Machine identities — service accounts, API keys, certificates, and SSH keys — now outnumber human identities by more than 45 to 1 in the average enterprise. Yet most organisations still spend the vast majority of their identity security budget on governing human access.
The result is a sprawling, largely invisible attack surface that adversaries are increasingly targeting.
Why Machine Identities Are Different
Human identities follow predictable patterns. Employees join, change roles, and eventually leave. Identity governance processes — however imperfect — were designed around this lifecycle. Machine identities follow no such rules.
They multiply automatically. Every new service, microservice, container, and pipeline generates new credentials. In cloud-native environments, this can mean thousands of new machine identities per week, with no human in the loop.
They outlive their purpose. Service accounts created for a project that ended three years ago still exist in most environments — and often still hold active permissions to sensitive systems.
They are rarely rotated. Certificates expire only if someone notices in time. API keys from 2021 may still be embedded in production code, committed to repositories, or stored in CI/CD environment variables.
No one owns them. Machine identities fall between teams. Security says it’s a DevOps problem. DevOps says it’s a security problem. The credentials sit ungoverned in the middle.
What the Attack Surface Looks Like
When threat actors target machine identities, they are not trying to phish an employee. They are looking for:
- Orphaned service accounts with domain admin rights that nobody remembers creating
- Leaked API keys in public repositories — GitHub’s secret scanning program blocks millions of credential exposures per year, which tells you how many are being accidentally committed
- Expired or misconfigured certificates that create inspection blind spots in network traffic
- Overprivileged workload identities in cloud environments with far broader permissions than any workload actually requires
Each of these is an open door. In the average enterprise, dozens of those doors are standing open at any given time.
The Governance Gap
The challenge is not awareness — most security teams understand that machine identity sprawl is a problem.
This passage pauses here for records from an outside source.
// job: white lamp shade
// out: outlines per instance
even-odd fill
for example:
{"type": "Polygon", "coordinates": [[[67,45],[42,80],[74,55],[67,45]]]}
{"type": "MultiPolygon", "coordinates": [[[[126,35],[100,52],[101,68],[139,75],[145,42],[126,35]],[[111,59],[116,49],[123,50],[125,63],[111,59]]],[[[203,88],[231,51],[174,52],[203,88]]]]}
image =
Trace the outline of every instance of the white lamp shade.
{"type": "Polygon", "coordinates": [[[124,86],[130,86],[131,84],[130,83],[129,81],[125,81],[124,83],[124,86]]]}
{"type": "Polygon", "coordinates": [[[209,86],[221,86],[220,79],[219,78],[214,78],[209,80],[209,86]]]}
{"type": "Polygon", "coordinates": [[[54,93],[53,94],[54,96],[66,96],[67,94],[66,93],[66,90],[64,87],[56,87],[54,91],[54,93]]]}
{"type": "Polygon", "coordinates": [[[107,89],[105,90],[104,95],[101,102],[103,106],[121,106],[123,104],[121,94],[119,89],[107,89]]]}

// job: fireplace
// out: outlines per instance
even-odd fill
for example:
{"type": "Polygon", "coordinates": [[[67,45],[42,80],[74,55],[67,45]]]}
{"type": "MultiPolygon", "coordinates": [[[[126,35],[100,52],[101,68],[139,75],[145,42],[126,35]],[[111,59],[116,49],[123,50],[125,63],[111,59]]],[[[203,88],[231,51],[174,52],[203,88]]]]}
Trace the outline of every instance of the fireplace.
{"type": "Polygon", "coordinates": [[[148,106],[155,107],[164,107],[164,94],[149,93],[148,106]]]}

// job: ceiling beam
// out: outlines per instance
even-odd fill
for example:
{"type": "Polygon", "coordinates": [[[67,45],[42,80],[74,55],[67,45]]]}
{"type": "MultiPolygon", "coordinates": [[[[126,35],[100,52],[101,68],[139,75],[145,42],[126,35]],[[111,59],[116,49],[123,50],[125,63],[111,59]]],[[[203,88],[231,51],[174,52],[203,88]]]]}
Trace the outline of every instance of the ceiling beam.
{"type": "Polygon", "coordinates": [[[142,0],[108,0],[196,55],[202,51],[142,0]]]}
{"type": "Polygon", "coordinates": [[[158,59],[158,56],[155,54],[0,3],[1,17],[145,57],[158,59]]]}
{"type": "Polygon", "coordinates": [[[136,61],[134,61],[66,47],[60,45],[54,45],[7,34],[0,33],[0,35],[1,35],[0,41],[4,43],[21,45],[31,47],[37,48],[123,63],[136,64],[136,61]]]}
The challenge is tooling. Traditional identity governance platforms were designed for human identities. They work well for access certifications, role mining, and lifecycle management tied to HR systems.
Machine identities have no HR record. They have no manager to approve access requests. They are created programmatically, often without any security review, and their permissions are rarely revisited after the initial setup.
What Good Machine Identity Management Looks Like
Closing the gap requires a purpose-built approach built on five pillars:
1. Continuous discovery. You cannot govern what you cannot see. Automated discovery across cloud environments, on-premises infrastructure, and CI/CD pipelines is the non-negotiable starting point.
2. Classification and ownership. Every machine identity should have a documented owner, a defined purpose, and an assessed risk level. Without this, prioritisation is impossible.
3. Automated rotation. Static credentials that persist for months or years are a liability that compounds over time. Automated rotation — ideally to dynamic, short-lived credentials — eliminates the risk window entirely.
4. Least-privilege enforcement. Machine identities should hold exactly the permissions needed for their current function — nothing more. Regular right-sizing reviews reduce blast radius when a credential is eventually compromised.
5. Behavioural monitoring. When a service account that normally reads from a single database begins querying every table in the schema, something is wrong. Behavioural anomaly detection catches credential compromise early — often before data is exfiltrated.
The Bottom Line
Machine identities are the fastest growing, least governed, and most actively exploited attack surface in the modern enterprise. The organisations that close this gap will have a structural security advantage over those that do not.
The breach reports of the next five years will make the machine identity problem impossible to ignore. The question is whether your organisation addresses it proactively — or reactively.